Com a reforma tributária, o controle do extrato da conta fiscal será essencial. O novo modelo prevê maior integração e rastreabilidade dos tributos pagos, com destaque para a conta corrente fiscal, onde serão registrados créditos e débitos tributários de cada contribuinte. Para garantir conformidade e aproveitar corretamente os créditos disponíveis, será fundamental acompanhar de forma contínua o extrato dessa conta, evitando inconsistências e prejuízos financeiros.

Transição

transicao reforma tributária

 

ATUALIZAÇÃO – 01/12/2025 versão 1.33 da Nota Técnica 2025.002

 

A Receita Federal e o ENCAT flexibilizaram, em 01/12/2025, a versão 1.33 da Nota Técnica 2025.002, documento que traz as mudanças técnicas necessárias na NF-e e na NFC-e para adequação à Reforma Tributária.  retirou a data de 05/01/2026 para início das regras de validação dos campos de IBS e CBS em ambiente de produção. No lugar, a NT passou a informar:  “Implementação futura” no ambiente de produção. Isso significa que não há mais data definida para o início da rejeição automática das notas fiscais que não informarem os campos IBS/CBS e o preenchimento dos campos IBS/CBS é facultativo.  Se forem preenchidos, as regras de validação (RVs) serão aplicadas normalmente. Na prática: empresas podem testar tanto cenários com IBS/CBS quanto sem esses campos, mas, ao optar pelo preenchimento, devem atender integralmente às regras já publicadas.

Porém, a obrigação legal de preencher esses campos segue vigente para 01/01/2026, conforme a Lei Complementar nº 214/2025. Em outras palavras: não haverá rejeição técnica, caso não haja o preenchimento, mas haverá obrigação jurídica. 

A obrigação nasce na lei. A regra de validação apenas verifica tecnicamente seu cumprimento. O contribuinte fica dispensado do recolhimento durante o ano de 2026 somente se cumprir corretamente as obrigações acessórias (art. 348, §1º).é


Período híbrido

Entre 20 de outubro e 31 de dezembro de 2025, os campos referentes ao CBS (Contribuição sobre Bens e Serviços) e ao IBS (Imposto sobre Bens e Serviços) passarão a constar de forma opcional nas notas fiscais, com alíquotas simbólicas de 0,1% para o CBS e 0,9% para o IBS. Essa fase tem caráter experimental, permitindo testes e ajustes nos sistemas antes da obrigatoriedade plena.

Para isso foram incorporados mais de 200 novos campos nos documentos fiscais eletrônicos.

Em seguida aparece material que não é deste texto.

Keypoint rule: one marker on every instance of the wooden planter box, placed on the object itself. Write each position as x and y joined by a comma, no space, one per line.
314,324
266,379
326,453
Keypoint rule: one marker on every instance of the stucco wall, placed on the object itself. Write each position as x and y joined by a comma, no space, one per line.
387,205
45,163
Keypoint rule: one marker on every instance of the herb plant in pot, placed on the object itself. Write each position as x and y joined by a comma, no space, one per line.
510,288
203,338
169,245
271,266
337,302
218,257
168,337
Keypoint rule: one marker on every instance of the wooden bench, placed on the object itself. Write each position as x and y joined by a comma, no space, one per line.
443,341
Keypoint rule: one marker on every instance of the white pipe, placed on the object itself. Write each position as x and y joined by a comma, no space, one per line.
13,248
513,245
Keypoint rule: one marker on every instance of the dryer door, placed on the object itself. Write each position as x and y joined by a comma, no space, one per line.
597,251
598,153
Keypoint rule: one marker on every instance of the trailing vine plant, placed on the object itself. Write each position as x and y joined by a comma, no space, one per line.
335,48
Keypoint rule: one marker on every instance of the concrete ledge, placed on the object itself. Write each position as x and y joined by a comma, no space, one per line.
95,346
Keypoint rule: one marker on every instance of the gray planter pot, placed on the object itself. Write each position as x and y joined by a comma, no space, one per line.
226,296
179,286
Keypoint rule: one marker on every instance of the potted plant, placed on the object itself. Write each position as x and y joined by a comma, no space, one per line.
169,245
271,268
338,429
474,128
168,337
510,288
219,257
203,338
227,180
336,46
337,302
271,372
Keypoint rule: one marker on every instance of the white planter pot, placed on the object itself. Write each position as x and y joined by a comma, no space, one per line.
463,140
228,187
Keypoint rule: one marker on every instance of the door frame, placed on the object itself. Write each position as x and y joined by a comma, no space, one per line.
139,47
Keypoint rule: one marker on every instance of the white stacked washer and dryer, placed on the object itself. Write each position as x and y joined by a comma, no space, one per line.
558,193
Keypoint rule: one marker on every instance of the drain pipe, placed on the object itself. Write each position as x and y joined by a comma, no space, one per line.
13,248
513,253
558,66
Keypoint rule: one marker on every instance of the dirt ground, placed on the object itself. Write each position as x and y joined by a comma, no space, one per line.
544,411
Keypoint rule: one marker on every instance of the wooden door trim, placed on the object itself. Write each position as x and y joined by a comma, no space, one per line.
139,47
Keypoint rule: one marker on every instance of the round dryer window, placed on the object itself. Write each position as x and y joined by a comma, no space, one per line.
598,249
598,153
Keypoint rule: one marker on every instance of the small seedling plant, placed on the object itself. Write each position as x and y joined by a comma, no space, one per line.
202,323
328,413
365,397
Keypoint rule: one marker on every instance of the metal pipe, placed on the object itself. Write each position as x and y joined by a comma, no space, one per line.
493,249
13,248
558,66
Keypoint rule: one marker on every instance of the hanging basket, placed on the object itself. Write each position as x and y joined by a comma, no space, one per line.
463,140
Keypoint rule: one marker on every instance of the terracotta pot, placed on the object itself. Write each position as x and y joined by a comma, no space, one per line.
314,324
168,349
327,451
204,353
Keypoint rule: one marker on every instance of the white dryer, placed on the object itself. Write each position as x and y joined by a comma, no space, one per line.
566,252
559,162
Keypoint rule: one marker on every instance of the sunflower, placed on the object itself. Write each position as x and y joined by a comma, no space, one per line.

Essa ampliação aumenta a complexidade das operações e pode gerar rejeições de notas, erros de preenchimento, multas e bloqueios fiscais, caso não haja adaptação adequada.

Diante desse cenário, o planejamento tributário assume uma nova ordem estratégica, exigindo integração entre sistemas, contabilidade e gestão empresarial para garantir conformidade e eficiência.